I received a mail from Andre Fauteax's today suggesting you are interested in feedback on your EHS fact sheet.  Here are some points for your consideration. 
  • It is not true that we don't understand the condition. We do understand it quite well. Attached is an interview -- on page 12 -- from a couple of years ago with folks from the UK. The most important aspect of the commentary is the mechanism of harm discussion. With an outcome like EHS where there are multiple manifestations, the most important determinant of causation is not epidemiological data because that tool is not precise enough to handle a multiple manifestation outcome like EHS. The most important aspect for determining cause and effect in the case of EHS is the biological mechanism of harm. By looking at the condition from the 'mechanism outward' -- as opposed to from 'observed symptoms inward' -- there is scientific logic that explains the diversity of manifestations and lays the groundwork for effective intervention.
  • While it is true that exposure to EMR is not likely the primary 'cause' of the underlying EHS pathology, there is no doubt that in those who suffer from the condition, EMR is a primary 'trigger' of the debilitating symptoms. However, it is important to keep a few things in mind about EMR:
  • All EMR is not the same and the biological sequelae from different types of EMR are different as well. So, some forms of EMR are more efficient in triggering certain symptoms than others. This is another reason why the condition remains a moving target and very difficult for mainstream medicine to not only pick up but figure out how to treat.
  • In our experience, it is the Information Carrying Radio Waves -- we call them ICRW -- that contain the wave forms that trigger sympathetic stress cascades. This means that most problematic for those who suffer from EHS are waves, pushed by power so that there is penetration into the body, that have modulation overlays of time, code, voice or data. Other forms of EMR are usually less efficient triggers of symptoms. Thus, some people are more or less triggered by dirty electricity and powerline-derived fields for example. Also, other forms of ambient fields like loud noises and bright lights are triggers for some people.
  • This non-conformity in response also means that studies which use simulated signals -- such as those used in the majority of the published challenge studies which are used to support the contention of nocebo effect, psychosomatic triggering or the absence of cause and effect -- are measuring exposures that are not likely to trigger the symptoms. They see 'no effect' because they do not have an exposure pattern that is capable of 'causing the effect'. Thus, the majority of the published studies are of limited or no value in determining the causal chain and the medical intervention paths forward.
  • There are efficient screening tools to define whether or not frank 'EHS' is present.

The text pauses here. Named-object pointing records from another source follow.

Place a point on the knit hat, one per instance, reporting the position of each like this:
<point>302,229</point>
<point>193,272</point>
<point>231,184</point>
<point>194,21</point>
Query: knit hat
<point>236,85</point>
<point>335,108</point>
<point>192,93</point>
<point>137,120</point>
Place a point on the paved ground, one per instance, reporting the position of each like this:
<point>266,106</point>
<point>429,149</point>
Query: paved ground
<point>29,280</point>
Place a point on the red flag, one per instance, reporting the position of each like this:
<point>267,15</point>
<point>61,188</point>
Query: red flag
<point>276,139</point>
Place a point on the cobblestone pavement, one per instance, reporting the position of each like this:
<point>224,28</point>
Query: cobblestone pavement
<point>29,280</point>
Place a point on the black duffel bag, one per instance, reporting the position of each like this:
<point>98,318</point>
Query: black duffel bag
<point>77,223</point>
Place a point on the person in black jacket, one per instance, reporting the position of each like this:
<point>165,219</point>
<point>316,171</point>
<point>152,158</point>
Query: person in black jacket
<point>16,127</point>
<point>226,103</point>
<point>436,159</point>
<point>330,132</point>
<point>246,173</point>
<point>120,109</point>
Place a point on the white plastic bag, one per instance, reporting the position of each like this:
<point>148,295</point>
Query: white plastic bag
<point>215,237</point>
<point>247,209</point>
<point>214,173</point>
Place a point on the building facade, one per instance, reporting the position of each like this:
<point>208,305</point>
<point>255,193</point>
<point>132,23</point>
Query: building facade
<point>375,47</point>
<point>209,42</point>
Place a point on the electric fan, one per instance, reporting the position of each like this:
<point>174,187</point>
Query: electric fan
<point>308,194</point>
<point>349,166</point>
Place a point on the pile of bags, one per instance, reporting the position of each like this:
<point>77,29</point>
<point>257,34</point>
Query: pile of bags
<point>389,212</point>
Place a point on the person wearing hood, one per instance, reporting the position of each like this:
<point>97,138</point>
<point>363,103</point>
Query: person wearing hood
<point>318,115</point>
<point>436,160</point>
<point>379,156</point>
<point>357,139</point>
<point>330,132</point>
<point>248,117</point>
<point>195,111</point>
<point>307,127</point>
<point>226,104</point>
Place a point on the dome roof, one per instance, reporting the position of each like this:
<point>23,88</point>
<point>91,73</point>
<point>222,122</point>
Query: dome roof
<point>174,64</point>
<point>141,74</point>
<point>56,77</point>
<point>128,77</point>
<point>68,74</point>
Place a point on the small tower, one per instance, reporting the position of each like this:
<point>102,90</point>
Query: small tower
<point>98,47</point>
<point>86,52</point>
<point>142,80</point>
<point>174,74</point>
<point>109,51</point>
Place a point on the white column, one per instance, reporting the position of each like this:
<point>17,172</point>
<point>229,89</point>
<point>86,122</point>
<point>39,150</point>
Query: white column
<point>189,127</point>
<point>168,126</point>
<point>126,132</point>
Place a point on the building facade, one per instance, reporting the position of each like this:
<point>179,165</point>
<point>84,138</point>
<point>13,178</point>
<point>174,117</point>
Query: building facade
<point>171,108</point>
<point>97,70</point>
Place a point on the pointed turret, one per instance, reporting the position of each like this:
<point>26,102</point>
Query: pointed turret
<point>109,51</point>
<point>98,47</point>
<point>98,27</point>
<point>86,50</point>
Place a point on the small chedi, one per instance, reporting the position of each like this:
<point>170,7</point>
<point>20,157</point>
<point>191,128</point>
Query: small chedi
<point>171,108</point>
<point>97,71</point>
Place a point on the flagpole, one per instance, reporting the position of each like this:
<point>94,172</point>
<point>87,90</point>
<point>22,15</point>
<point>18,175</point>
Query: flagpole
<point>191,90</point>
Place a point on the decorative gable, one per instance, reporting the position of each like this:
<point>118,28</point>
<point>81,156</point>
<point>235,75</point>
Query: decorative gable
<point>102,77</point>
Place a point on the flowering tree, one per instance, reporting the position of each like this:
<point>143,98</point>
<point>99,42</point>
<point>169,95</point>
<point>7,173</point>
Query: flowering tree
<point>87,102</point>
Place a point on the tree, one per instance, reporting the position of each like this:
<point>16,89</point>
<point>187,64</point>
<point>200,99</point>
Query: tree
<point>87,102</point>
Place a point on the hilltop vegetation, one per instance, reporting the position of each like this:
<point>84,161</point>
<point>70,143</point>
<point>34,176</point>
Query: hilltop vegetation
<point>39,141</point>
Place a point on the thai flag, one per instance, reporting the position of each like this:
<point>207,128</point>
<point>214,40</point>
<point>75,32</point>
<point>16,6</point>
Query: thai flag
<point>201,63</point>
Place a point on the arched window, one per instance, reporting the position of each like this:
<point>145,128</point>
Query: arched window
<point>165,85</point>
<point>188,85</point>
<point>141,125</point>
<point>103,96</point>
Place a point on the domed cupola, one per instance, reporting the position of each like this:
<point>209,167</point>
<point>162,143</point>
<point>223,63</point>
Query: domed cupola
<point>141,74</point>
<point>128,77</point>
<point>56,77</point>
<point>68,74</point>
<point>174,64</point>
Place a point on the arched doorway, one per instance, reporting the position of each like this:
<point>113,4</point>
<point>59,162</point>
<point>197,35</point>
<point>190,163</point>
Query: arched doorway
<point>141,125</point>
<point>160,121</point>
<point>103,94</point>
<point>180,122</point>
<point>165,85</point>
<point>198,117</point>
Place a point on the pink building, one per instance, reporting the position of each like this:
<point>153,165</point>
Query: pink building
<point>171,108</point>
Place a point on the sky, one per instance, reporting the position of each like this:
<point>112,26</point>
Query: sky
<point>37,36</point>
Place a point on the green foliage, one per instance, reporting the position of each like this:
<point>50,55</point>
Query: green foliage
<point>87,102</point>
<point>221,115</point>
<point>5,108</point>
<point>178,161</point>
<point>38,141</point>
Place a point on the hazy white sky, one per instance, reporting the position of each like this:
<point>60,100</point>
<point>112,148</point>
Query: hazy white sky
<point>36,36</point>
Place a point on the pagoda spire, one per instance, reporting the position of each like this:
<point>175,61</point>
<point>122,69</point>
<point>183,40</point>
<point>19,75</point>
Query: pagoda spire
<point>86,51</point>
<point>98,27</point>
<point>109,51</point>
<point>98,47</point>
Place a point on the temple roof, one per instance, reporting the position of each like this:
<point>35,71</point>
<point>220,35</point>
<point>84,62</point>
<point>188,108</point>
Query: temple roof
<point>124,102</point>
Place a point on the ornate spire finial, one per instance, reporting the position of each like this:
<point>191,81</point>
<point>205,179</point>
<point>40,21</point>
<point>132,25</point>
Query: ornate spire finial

These include the laboratory metrics discussed in the article above that require blood or urine samples, as well as precisely targeted HRV assessment, and precise queries designed to define present 'adaptive capacity'. With these data in hand, efficient corrective intervention protocols customized to the individual can be defined and followed. EHS need not be a figurative 'life sentence of debilitation'. It can be managed to the point where a good quality of life can be maintained even in a world awash in wireless signals. 
  • Most important in managing this condition in those who suffer from it, is communicating with treating physicians in the currency that allows them to effectively intervene to help their patients. That means a focus on laboratory and other indicators, differential diagnosis tools, and corrective intervention. For clinicians, understanding the culprits in causation is not always necessary so long as pathways to treatment are evident. So, my suggestion is to have two fact sheets: one for patients suffering from the condition and one for clinicians who will be called upon to treat the condition. The content and focus of each of these will be different but that type of specificity is well worth the effort toward controlling this emerging public health problem.
Hope this helps.

Dr. George L. Carlo
Washington, D.C.


Steve would appreciate any criticism of this fact sheet from scientists please:
Objet: FW: Electromagnetic Hypersensitivity Fact Sheet [SEC=UNCLASSIFIED]
Date: May 10 mai 2015 22:01:48 UTC−4
To: 'André Fauteux' <>

Dear Andre, I am wondering whether you can share this email with scientists that you are in contact with for their considered feedback. I am a public representative of the EMERG group who also happens to be EHS. The Electromagnetic Energy Reference Group (EMERG) has been established by ARPANSA to enable input from the community and other stakeholders on issues relating to Electromagnetic Energy and health. I will be attending a bi-annual committee meeting on the 20th of May to present to the attendees on the topic of EHS. I would appreciate any constructive criticism of the fact sheet linked below which I intend to raise at the next meeting. From initial glance it appears that the authorities are trying to pin the condition to another environmental causes. 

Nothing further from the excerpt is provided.